EF had no conclusions. His team was still analyzing the data, but so far it appeared that there was no change at all from the well-established phenomenon.

Now, in many fields, showing that a well-established phenomenon applies beyond the boundaries of the previous experiments is a valuable contribution. But in this case the expansion from $P_1$ to $P_2$ was trivial at best.

At this point, and about four minutes over time, EF invited the audience to ask questions. There were no takers, so EF asked one of the audience members (presumably an acquaintance) what he thought of some minor detail that EF had actually not talked about.

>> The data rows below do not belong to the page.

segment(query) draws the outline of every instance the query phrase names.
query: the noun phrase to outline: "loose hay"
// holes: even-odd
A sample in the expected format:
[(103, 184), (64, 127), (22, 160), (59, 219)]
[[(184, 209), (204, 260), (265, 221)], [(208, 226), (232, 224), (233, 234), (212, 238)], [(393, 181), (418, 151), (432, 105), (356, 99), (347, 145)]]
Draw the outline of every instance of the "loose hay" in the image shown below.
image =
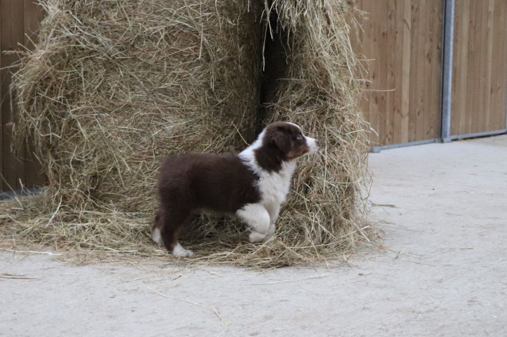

The audience member said something noncommittal, and EF pressed the point, trying to get a discussion going. The rest of the audience was packed and ready to leave, but EF paid them as much attention during this failed attempt at a dialog as he had during his failed attempt at a presentation.

I was told later by another attendee that this presentation was not atypical for EF.

(Suggestions for improvement? I wrote a post about preparing presentations before.)

Coda: An unfair comparison, perhaps?

MTT is a performing artist, a showman by profession. The presentation he delivered was designed by a support team of graphic artists, cinematographers, writers: it fits within the education efforts of the San Francisco Symphony. MTT's audience is mostly there for entertainment and positively predisposed towards the celebrity presenter. His material is naturally multi-media, interactive, and pleasant, requiring very little effort on the audience part to process it. And, let's not forget, the presentation event itself was a team effort -- MTT is not operating the video screen or the teleprompter at his feet.

EF is a researcher and a professor. His presentation was designed by him, an untrained presenter (obvious from the talk), and delivered to an academic audience: hard to impress, critical, and possibly even hostile. His material is technical, dry, and requires significant effort (even in the best circumstances) to process and follow. He didn't have a teleprompter (though he could have speaker notes had he chosen to) nor a presentation support team.

So, yes, it seems that I'm being unfair in my comparison.

Except that there were, in that very same conference, three keynote speakers with equally dry, non-multimedia, hard to process material, who did a great job. They varied a lot in style and delivery but all made their points clear and memorable, kept their presentations moving along, and didn't use their projected materials as a crutch.

Above all, they had something interesting and important to say, they knew precisely what it was, and they made sure the audience understood it.